NUNC PRO TUNC MEMORANDUM AND ORDER

VRATIL, District Judge.

Plaintiff brought suit against defendants under 42 U.S.C. § 1983, alleging that they violated his constitutional rights by denying him adequate medical care and through use of excessive force. On January 17, 2003, the Court awarded plaintiff actual damages of $15,000 and punitive damages of $30,000. This matter comes before the Court on Plaintiffs Application For Attorneys' Fees (Doc. # 157) filed February 27, 2003. Plaintiff seeks fees of $69,425.50 and expenses of $9,934.26. For reasons stated below, the Court sustains plaintiffs motion in part and awards $40,654.75 in fees and $1,509.15 in expenses.

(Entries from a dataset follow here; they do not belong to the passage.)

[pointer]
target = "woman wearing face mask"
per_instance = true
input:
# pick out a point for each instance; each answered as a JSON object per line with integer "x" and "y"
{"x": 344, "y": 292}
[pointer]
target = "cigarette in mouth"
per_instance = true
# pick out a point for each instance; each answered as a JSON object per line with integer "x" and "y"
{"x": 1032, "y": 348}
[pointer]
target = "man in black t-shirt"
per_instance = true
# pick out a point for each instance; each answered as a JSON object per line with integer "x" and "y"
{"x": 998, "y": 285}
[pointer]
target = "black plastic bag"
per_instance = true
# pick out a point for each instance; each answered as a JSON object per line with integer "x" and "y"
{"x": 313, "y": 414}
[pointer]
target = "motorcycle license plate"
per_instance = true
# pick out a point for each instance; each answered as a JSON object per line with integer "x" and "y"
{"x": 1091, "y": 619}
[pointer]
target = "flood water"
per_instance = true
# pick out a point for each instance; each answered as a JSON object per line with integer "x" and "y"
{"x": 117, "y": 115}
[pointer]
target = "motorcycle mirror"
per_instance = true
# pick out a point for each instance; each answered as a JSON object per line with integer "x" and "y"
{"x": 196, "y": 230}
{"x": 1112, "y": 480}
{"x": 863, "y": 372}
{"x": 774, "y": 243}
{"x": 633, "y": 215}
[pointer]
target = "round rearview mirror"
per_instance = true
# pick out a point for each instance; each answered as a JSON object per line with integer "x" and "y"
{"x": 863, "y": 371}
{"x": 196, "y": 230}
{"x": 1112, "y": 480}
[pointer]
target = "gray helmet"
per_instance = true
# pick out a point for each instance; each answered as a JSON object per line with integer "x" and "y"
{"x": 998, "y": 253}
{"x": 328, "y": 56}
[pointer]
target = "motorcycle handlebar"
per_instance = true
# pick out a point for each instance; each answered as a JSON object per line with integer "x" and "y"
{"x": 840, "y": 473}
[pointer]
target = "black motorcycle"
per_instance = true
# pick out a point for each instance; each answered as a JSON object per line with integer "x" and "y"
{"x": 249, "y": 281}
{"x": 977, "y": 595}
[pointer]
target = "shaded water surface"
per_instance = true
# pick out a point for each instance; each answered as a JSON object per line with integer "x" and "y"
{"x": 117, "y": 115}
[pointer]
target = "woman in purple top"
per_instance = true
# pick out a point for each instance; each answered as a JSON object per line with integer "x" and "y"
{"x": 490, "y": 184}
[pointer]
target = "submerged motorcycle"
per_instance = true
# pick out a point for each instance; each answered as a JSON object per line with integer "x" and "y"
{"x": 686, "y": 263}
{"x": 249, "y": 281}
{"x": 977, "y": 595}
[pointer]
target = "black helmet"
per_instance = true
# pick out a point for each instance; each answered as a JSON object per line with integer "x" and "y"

A prevailing plaintiff under Section 1983 is entitled to attorneys' fees under 42 U.S.C. § 1988. For purposes of attorneys' fees, plaintiff may be considered the "prevailing party," if he succeeds on any significant issue in litigation which achieves some of the benefit he sought in bringing suit. Hensley v. Eckerhart, 461 U.S. 424, 433, 103 S.Ct. 1933, 76 L.Ed.2d 40 (1983); see Alexander S. v. Boyd 113 F.3d 1373, 1388 (4th Cir.1997), cert, denied, 522 U.S. 1090, 118 S.Ct. 880, 139 L.Ed.2d 869 (1998). Determining the amount of such an award is committed to the district court's discretion. Carter v. Sedgwick County, 36 F.3d 952, 956 (10th Cir.1994). The presumptively reasonable attorney's fee is the product of reasonable hours times a reasonable rate. Id. (quotations and citations omitted). This calculation yields a "lodestar" figure which is subject to adjustment. Blum v. Stenson, 465 U.S. 886, 888, 104 S.Ct. 1541, 79 L.Ed.2d 891 (1984). In addition, because plaintiffs fee request is governed by the attorneys' fee provisions of the Prison Litigation Reform Act ("PLRA"), plaintiff must show that the fees were directly and reasonably incurred in proving a violation of his rights and that the fees were proportional to his relief.1 See 42 U.S.C. § 1997e(d)(1); Clark v. Phillips, 965 F.Supp. 331 (N.D.N.Y.1997). Plaintiff bears the burden of establishing entitlement to an award and documenting the appropriate hours expended and hourly rates. See Case v. Unified Sch. Dist. No. 233, 157 F.3d 1243, 1249-50 (10th Cir. 1998).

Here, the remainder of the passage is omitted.